Not the Way to Santa Fe


Canadian tobacco company Rothmans Inc., caught in a bidding war with R.J. Reynolds Tobacco Holdings Inc. for a small New Mexican cigarette maker, said it doesn't plan to increase its offer for Santa Fe Natural Tobacco Co.

But Rothmans, which started the bidding for privately-held Santa Fe Natural in September, said it expects to receive an $11 million termination fee if R.J. Reynolds prevails. "At present, Rothmans does not contemplate increasing the value of its enhanced offer announced on Nov. 30," the cigarette maker said in a statement.

Earlier this week, RJR raised its offer for Santa Fe Natural to $340 million in cash from $320 million. The revised RJR bid for Santa Fe Natural, maker of additive-free American Spirit cigarettes, came after Rothmans increased its offer of cash, stock and other securities last Friday to $353.7 million from its initial bid of $275 million, according to the Associated Press.

Santa Fe's board of directors has said it plans to withdraw its support for the Rothmans transaction and recommend the RJR deal to shareholders.

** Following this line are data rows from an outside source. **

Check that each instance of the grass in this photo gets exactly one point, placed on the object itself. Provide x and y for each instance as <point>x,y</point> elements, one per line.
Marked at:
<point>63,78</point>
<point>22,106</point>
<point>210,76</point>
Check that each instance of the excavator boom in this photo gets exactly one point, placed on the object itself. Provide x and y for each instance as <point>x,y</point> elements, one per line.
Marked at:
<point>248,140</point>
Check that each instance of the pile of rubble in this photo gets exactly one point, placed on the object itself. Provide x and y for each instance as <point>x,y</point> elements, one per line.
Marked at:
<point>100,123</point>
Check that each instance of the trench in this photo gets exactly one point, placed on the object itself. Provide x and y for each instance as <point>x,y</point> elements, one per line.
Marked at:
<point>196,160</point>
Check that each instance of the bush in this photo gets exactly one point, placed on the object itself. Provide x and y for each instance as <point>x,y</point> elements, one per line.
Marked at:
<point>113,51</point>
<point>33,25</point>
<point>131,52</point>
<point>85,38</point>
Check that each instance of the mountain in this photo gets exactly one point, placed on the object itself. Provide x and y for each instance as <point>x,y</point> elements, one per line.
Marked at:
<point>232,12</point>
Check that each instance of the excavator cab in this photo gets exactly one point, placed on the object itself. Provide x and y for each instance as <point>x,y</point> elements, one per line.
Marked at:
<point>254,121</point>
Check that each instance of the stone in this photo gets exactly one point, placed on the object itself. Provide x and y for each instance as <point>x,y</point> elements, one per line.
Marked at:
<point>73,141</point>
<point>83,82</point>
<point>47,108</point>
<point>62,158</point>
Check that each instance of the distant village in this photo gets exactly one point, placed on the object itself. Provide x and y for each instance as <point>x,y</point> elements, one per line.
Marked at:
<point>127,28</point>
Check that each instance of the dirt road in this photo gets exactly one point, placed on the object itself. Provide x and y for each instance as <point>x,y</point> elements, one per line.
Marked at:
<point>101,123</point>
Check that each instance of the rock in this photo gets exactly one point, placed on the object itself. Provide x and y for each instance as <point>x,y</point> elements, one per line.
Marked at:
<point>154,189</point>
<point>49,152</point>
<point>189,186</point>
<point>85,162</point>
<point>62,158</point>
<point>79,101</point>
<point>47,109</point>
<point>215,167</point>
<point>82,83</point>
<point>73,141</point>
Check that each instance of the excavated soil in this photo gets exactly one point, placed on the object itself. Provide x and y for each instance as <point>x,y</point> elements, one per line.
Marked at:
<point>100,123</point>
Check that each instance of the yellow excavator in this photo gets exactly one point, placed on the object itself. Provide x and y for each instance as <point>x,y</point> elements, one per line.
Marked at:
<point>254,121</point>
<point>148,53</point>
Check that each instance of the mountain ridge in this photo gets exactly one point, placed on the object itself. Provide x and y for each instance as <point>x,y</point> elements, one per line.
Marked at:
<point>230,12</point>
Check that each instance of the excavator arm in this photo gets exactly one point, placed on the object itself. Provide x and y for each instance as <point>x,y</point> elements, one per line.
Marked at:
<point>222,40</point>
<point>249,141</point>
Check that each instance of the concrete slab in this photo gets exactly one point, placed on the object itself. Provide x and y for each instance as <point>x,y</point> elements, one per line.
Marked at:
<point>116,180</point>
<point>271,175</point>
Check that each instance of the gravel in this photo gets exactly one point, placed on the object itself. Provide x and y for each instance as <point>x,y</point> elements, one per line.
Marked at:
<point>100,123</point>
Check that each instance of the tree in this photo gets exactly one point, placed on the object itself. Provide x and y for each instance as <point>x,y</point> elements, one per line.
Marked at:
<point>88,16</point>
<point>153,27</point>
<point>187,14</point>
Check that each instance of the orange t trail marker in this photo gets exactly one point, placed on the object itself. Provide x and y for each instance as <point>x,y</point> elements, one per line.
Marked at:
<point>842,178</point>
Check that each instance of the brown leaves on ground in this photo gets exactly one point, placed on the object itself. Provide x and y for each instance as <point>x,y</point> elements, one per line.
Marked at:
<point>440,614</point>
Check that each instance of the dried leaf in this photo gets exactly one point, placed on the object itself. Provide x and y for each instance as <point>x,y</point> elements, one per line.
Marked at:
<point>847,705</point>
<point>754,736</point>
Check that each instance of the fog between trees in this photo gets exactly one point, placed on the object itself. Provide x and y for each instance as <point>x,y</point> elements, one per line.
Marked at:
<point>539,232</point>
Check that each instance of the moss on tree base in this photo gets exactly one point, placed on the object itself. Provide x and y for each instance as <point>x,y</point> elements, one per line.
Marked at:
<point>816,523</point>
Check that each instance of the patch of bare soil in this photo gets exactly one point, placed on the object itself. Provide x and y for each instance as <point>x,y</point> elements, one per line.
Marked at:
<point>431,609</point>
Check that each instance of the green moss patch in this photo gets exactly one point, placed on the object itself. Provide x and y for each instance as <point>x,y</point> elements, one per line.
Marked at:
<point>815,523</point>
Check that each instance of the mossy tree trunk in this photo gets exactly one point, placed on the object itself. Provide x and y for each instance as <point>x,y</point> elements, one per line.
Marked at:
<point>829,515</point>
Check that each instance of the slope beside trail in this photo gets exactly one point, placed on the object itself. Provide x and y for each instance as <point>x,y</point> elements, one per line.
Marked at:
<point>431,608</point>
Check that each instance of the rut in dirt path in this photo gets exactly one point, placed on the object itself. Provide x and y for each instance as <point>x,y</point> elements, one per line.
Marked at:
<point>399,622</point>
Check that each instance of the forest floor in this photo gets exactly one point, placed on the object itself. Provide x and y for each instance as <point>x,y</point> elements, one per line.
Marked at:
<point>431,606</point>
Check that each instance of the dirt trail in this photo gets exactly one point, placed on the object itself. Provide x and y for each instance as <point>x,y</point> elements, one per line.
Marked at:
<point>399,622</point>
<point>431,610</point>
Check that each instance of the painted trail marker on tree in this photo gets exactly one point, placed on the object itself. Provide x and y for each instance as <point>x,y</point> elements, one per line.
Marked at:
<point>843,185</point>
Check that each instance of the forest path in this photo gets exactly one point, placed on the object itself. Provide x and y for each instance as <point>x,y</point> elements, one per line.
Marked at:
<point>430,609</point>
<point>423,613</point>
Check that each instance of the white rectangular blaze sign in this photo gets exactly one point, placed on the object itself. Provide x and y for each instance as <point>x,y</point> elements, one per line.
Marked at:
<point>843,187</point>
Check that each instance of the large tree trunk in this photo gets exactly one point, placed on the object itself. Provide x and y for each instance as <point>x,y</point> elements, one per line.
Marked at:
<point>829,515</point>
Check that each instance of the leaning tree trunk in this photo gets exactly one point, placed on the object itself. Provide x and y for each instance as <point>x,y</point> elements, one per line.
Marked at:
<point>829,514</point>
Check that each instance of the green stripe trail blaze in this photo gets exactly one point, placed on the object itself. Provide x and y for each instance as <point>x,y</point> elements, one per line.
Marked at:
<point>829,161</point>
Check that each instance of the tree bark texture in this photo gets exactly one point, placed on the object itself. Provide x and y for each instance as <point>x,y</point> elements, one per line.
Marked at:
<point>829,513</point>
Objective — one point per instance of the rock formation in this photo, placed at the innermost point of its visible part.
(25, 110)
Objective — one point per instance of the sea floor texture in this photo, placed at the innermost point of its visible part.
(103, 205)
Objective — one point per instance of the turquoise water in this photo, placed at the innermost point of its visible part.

RJR's offer includes terms from the original agreement: Santa Fe Natural would continue to operate from its Santa Fe, N.M., headquarters as a wholly owned, independent subsidiary of RJR, which operates the second biggest U.S. tobacco company with brands like Winston and Camel.

Rothmans had said its original deal with Santa Fe in September requires the New Mexico-based company to pay a breakup fee of $3 million if it chooses another offer. But in its statement, the Canadian company quoted a breakup fee of $11 million in two installments -- $3 million at the breakup date and $8 million later, the report said.